Hughes fought to make the inquiry open and transparent, broadening its findings to cover the whole, flawed system for children in care. But through it all, he never lost sight of Phoenix Victoria Hope Sinclair, the little girl who died.

He was determined that the little girl’s face would be on the cover of his three-volume report. Advised that government policy would never allow such a thing, he replied:  “Leave it to me.”

Hence the break-your-heart cover, depicting (as Hughes biographer Craig McInnes put it) “A small girl in a big hat, with a new toy, smiling shyly at the camera.”

While Ted Hughes was taking on the biggest among us, he never let us forget our obligations protect to the most powerless.

His unwillingness to retire became a running joke that Hughes himself shared. “The sand has gone pretty much through the egg timer,” he told reporters, amid much laughter, when he was a mere 78.

But after 92 years and six decades of unparalleled public service, the sand finally did run out.

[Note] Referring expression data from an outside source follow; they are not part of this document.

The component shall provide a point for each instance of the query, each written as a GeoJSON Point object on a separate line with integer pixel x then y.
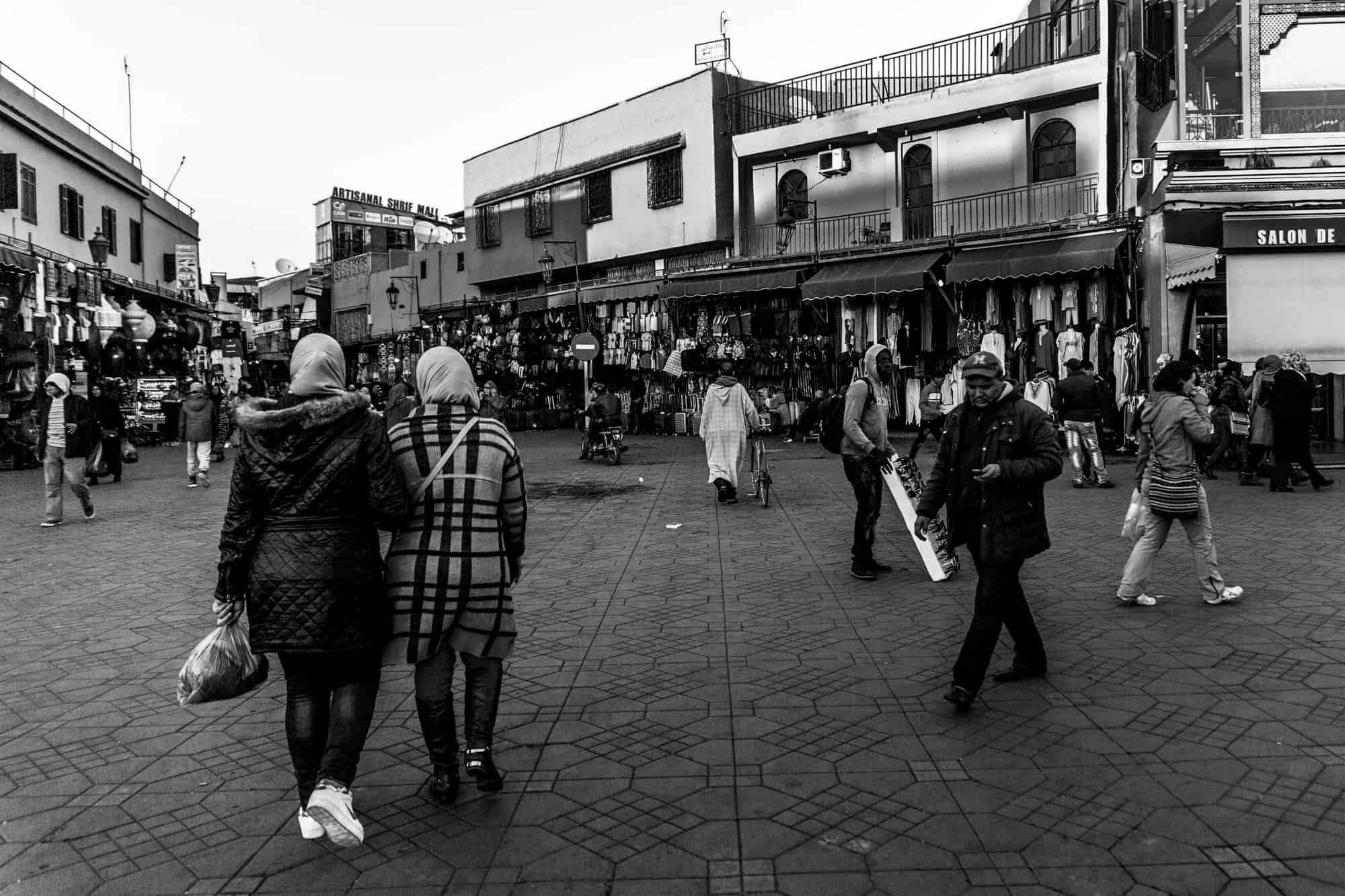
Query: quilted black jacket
{"type": "Point", "coordinates": [313, 483]}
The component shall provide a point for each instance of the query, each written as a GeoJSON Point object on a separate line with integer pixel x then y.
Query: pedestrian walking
{"type": "Point", "coordinates": [197, 427]}
{"type": "Point", "coordinates": [67, 434]}
{"type": "Point", "coordinates": [313, 479]}
{"type": "Point", "coordinates": [453, 565]}
{"type": "Point", "coordinates": [1079, 403]}
{"type": "Point", "coordinates": [727, 417]}
{"type": "Point", "coordinates": [112, 428]}
{"type": "Point", "coordinates": [1225, 401]}
{"type": "Point", "coordinates": [931, 413]}
{"type": "Point", "coordinates": [1172, 424]}
{"type": "Point", "coordinates": [866, 455]}
{"type": "Point", "coordinates": [1292, 412]}
{"type": "Point", "coordinates": [171, 405]}
{"type": "Point", "coordinates": [997, 452]}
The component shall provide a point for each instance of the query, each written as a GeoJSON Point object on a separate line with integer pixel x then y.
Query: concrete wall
{"type": "Point", "coordinates": [683, 108]}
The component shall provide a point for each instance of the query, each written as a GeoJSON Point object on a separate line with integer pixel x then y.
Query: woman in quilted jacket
{"type": "Point", "coordinates": [314, 481]}
{"type": "Point", "coordinates": [451, 569]}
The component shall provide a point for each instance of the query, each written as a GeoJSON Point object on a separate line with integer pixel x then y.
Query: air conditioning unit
{"type": "Point", "coordinates": [835, 162]}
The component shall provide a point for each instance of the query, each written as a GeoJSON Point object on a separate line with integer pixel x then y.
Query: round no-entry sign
{"type": "Point", "coordinates": [584, 346]}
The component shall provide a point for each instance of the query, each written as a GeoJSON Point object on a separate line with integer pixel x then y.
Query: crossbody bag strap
{"type": "Point", "coordinates": [443, 460]}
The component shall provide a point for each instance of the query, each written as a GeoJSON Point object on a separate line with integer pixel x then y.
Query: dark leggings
{"type": "Point", "coordinates": [435, 704]}
{"type": "Point", "coordinates": [329, 709]}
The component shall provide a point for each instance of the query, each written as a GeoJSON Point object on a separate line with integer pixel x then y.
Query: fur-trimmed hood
{"type": "Point", "coordinates": [266, 415]}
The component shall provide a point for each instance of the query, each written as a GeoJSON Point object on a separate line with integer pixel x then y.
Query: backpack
{"type": "Point", "coordinates": [832, 413]}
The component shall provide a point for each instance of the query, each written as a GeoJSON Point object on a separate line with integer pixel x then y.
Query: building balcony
{"type": "Point", "coordinates": [1071, 33]}
{"type": "Point", "coordinates": [1073, 200]}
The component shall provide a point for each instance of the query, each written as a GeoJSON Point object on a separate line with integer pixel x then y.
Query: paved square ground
{"type": "Point", "coordinates": [703, 701]}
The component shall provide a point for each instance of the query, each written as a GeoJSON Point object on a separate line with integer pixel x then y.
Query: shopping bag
{"type": "Point", "coordinates": [1136, 518]}
{"type": "Point", "coordinates": [221, 666]}
{"type": "Point", "coordinates": [95, 464]}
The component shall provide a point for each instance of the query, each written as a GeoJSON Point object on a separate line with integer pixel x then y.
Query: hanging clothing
{"type": "Point", "coordinates": [1069, 345]}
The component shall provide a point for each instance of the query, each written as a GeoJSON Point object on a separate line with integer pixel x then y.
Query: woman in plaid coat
{"type": "Point", "coordinates": [451, 569]}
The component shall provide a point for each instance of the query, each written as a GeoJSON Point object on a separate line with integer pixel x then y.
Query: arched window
{"type": "Point", "coordinates": [1054, 151]}
{"type": "Point", "coordinates": [793, 196]}
{"type": "Point", "coordinates": [918, 193]}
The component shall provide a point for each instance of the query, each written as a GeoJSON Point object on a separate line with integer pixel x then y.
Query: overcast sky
{"type": "Point", "coordinates": [276, 101]}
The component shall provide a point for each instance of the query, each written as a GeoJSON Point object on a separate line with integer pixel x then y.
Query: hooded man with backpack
{"type": "Point", "coordinates": [867, 455]}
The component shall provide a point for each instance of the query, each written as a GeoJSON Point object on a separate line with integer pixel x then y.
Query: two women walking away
{"type": "Point", "coordinates": [313, 482]}
{"type": "Point", "coordinates": [1172, 423]}
{"type": "Point", "coordinates": [453, 565]}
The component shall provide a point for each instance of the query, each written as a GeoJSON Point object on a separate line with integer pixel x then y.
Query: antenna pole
{"type": "Point", "coordinates": [131, 132]}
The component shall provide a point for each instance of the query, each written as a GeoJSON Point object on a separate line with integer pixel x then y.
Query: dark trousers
{"type": "Point", "coordinates": [435, 704]}
{"type": "Point", "coordinates": [1000, 604]}
{"type": "Point", "coordinates": [329, 708]}
{"type": "Point", "coordinates": [867, 479]}
{"type": "Point", "coordinates": [929, 425]}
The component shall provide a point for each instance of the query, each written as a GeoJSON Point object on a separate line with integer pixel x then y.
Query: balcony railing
{"type": "Point", "coordinates": [1304, 120]}
{"type": "Point", "coordinates": [1020, 46]}
{"type": "Point", "coordinates": [1214, 126]}
{"type": "Point", "coordinates": [1035, 206]}
{"type": "Point", "coordinates": [824, 235]}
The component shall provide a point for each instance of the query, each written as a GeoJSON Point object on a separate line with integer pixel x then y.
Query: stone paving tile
{"type": "Point", "coordinates": [709, 709]}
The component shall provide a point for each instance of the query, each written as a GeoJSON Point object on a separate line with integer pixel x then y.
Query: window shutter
{"type": "Point", "coordinates": [9, 181]}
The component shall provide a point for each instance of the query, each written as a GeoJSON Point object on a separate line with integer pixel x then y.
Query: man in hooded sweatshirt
{"type": "Point", "coordinates": [867, 455]}
{"type": "Point", "coordinates": [727, 419]}
{"type": "Point", "coordinates": [67, 432]}
{"type": "Point", "coordinates": [197, 427]}
{"type": "Point", "coordinates": [997, 452]}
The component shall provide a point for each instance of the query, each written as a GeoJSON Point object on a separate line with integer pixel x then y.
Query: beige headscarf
{"type": "Point", "coordinates": [443, 377]}
{"type": "Point", "coordinates": [318, 368]}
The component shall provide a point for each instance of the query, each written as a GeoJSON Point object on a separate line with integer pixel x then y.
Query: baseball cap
{"type": "Point", "coordinates": [983, 364]}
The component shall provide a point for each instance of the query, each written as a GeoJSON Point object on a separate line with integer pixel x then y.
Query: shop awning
{"type": "Point", "coordinates": [17, 261]}
{"type": "Point", "coordinates": [1190, 264]}
{"type": "Point", "coordinates": [1055, 256]}
{"type": "Point", "coordinates": [872, 276]}
{"type": "Point", "coordinates": [730, 283]}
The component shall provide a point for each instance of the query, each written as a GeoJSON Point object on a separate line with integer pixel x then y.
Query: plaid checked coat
{"type": "Point", "coordinates": [449, 569]}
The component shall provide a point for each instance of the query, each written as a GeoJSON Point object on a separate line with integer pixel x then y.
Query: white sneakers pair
{"type": "Point", "coordinates": [1227, 596]}
{"type": "Point", "coordinates": [330, 811]}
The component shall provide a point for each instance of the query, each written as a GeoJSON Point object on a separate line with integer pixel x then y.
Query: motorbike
{"type": "Point", "coordinates": [609, 444]}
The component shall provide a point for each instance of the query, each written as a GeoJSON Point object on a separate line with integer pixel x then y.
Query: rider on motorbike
{"type": "Point", "coordinates": [605, 411]}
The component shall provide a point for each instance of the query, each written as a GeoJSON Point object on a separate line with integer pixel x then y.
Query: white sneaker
{"type": "Point", "coordinates": [309, 826]}
{"type": "Point", "coordinates": [330, 806]}
{"type": "Point", "coordinates": [1226, 596]}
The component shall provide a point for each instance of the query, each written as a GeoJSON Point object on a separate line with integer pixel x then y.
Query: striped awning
{"type": "Point", "coordinates": [1190, 264]}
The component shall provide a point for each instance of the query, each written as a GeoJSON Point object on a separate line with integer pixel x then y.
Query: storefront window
{"type": "Point", "coordinates": [1214, 69]}
{"type": "Point", "coordinates": [1303, 81]}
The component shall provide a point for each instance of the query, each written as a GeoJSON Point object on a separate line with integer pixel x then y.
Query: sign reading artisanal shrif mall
{"type": "Point", "coordinates": [1288, 231]}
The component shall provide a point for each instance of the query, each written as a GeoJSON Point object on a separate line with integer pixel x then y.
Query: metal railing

Visiting him in hospital last week, McInnes, author of the 2017 biography The Mighty Hughes, found that the great man was ready to go.

That bit about the Mighty Hughes, started as a spoof. When he served as conflict commissioner, reporters joked that MLAs should begin their days with a prayer to the secular god who held their political fates in his hands.

Eventually it seemed an apt way to characterize the man who’d toppled one premier and shaken others.

Hughes was protective of his reputation, as Vander Zalm discovered when he suggested, in a self-published book, that the conflict commissioner had ulterior motives in rendering the finding that drove the premier from office.

Hughes sued and won $60,000. All that and more went to cover the legal bills, but for Hughes it was not about the money. “I couldn’t let that stand,” he said of Vander Zalm’s assault on his integrity.

He was defending his most valuable asset: his good name. Irreplaceable, you see. Like Ted Hughes himself.